One of our favourite appetizers is bruschetta. You know it, right? It’s that lovely, mouth-tantalizing blend of ripe tomatoes, basil, sweet onion, garlic and balsamic vinegar served on rounds of lightly toasted baguette. Well, I’ve discovered a recipe that tastes like bruschetta, but it’s served in a glass and it’s frozen!

We’ve been blessed with an abundant garden chez Skae; there are three gardeners in the house this year. We were given some beautiful, large tomatoes and, by today, they needed dealing with. Already, I’ve made a batch of Tomato Basil soup but there were still a couple of tomatoes that needed dealing with. It’s a shame to toss out free primo produce! As well, I just happen to have an abundant crop of basil.

With the purchase of an ice cream maker last week, I’ve suddenly had an interest in all things frozen. When I came across a recipe for Tomato Basil Granita, I knew I had to try it. Don’t be fooled by the fancy word “granita”. Basically, it’s a slush. And it’s super simple to make.

In this case, just take all of your ingredients (except the basil), toss them in a blender, strain the whole mess, add in the chopped basil, throw it all into a metal baking pan and, every half hour or so, scrape it with a fork. Eventually, you’ll end up with a tomato-y, basil-y, slushy mixture that will make your tongue sing!

Here’s how I made mine.

Bruschetta in a Glass (aka Tomato Basil Granita)

[printable version]

  • 2 large, ripe tomatoes, cut into pieces
  • 1 clove garlic
  • 1/4 tsp salt
  • 1/2 tsp sugar (omit if your tomatoes are ripe and sweet)
  • ground black pepper to taste
  • 1/2 – 1 tsp red wine vinegar
  • 5 – 10 basil leaves, finely chopped
  • (optional) 1 slice of walla walla onion (or another sweet onion)

Put all ingredients except the basil in a blender and buzz until smooth. Strain the mixture through a fine sieve.

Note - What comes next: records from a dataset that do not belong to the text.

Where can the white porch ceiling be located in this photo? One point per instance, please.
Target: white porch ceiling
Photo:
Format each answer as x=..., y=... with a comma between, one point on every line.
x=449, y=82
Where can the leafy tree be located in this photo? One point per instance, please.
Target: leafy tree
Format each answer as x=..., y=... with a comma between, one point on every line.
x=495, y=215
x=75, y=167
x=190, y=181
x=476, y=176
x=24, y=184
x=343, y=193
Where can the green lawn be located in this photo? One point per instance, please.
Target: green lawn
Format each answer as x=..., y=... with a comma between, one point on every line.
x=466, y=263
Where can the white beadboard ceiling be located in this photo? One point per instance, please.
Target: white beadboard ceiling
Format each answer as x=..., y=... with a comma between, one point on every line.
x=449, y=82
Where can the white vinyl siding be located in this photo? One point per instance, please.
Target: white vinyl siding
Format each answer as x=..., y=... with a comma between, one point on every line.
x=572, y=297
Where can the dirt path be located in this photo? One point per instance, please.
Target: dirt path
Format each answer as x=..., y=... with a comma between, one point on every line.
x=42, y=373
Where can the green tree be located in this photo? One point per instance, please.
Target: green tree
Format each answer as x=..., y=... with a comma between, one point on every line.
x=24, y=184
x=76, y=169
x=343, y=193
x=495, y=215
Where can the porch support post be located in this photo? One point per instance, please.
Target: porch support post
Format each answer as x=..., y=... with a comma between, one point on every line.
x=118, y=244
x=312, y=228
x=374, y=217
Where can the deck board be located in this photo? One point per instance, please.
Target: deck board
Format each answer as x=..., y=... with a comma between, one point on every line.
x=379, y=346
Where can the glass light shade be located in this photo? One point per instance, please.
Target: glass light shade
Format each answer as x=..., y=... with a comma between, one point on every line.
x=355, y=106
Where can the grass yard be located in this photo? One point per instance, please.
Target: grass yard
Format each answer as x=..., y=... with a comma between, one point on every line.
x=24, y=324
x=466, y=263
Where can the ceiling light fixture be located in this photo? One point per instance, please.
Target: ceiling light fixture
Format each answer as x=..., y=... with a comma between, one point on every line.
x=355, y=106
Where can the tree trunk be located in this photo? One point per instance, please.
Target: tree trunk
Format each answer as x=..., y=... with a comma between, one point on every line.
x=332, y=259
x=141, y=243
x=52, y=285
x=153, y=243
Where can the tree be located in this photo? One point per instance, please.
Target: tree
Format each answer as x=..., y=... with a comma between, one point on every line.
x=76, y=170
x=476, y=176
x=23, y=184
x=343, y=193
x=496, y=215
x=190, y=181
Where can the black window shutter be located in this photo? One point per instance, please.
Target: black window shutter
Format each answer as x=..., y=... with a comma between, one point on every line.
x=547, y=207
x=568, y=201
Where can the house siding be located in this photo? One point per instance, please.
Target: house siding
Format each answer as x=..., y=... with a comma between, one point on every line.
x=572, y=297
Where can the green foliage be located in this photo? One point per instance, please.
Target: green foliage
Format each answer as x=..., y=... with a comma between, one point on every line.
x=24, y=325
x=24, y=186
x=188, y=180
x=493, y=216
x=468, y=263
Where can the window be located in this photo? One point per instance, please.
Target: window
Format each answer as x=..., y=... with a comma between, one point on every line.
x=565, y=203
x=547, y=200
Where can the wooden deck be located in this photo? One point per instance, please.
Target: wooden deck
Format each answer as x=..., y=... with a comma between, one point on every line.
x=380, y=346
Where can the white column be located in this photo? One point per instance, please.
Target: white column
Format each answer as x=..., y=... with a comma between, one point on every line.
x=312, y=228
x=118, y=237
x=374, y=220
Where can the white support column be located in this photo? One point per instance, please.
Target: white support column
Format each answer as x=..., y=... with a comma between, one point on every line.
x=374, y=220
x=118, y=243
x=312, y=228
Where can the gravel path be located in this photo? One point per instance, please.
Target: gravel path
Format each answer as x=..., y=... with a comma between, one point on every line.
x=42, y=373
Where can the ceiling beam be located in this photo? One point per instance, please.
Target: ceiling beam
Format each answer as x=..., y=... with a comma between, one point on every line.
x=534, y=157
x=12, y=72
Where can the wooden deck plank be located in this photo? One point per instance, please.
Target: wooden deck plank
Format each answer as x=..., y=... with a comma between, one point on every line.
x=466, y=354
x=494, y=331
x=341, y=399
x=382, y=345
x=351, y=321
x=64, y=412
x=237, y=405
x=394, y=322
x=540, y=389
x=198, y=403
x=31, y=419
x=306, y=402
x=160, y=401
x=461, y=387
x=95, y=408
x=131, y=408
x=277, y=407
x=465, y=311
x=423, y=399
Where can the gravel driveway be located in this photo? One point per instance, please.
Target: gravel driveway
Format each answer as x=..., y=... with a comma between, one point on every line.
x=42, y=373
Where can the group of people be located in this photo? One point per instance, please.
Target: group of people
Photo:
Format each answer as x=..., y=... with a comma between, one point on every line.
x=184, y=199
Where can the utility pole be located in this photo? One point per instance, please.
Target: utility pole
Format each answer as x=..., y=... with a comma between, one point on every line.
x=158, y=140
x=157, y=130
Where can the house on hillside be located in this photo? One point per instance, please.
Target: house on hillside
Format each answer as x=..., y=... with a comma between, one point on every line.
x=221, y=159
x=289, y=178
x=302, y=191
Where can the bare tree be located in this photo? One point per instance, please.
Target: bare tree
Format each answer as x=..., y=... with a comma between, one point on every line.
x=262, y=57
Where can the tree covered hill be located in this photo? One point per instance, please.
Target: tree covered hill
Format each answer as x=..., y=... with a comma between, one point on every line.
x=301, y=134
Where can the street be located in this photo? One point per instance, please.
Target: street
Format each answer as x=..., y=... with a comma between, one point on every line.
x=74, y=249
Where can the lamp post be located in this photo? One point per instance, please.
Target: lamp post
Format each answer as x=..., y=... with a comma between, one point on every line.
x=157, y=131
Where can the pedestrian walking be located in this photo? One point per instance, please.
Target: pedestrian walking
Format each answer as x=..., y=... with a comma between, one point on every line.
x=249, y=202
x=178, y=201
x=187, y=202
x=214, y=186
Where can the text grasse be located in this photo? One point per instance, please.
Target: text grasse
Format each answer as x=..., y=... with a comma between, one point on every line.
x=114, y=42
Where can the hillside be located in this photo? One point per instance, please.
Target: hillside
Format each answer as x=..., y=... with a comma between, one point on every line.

Finely chop the basil and add to the strained tomato mixture. Pour the mixture into a metal baking dish; place the dish in the freezer. Every half hour or so, use a fork to stir the mixture.

If it hardens somewhat, simply scrape the fork over the mix. Once it resembles coarse snow, it’s ready. Serve in small chilled glasses with a spoon.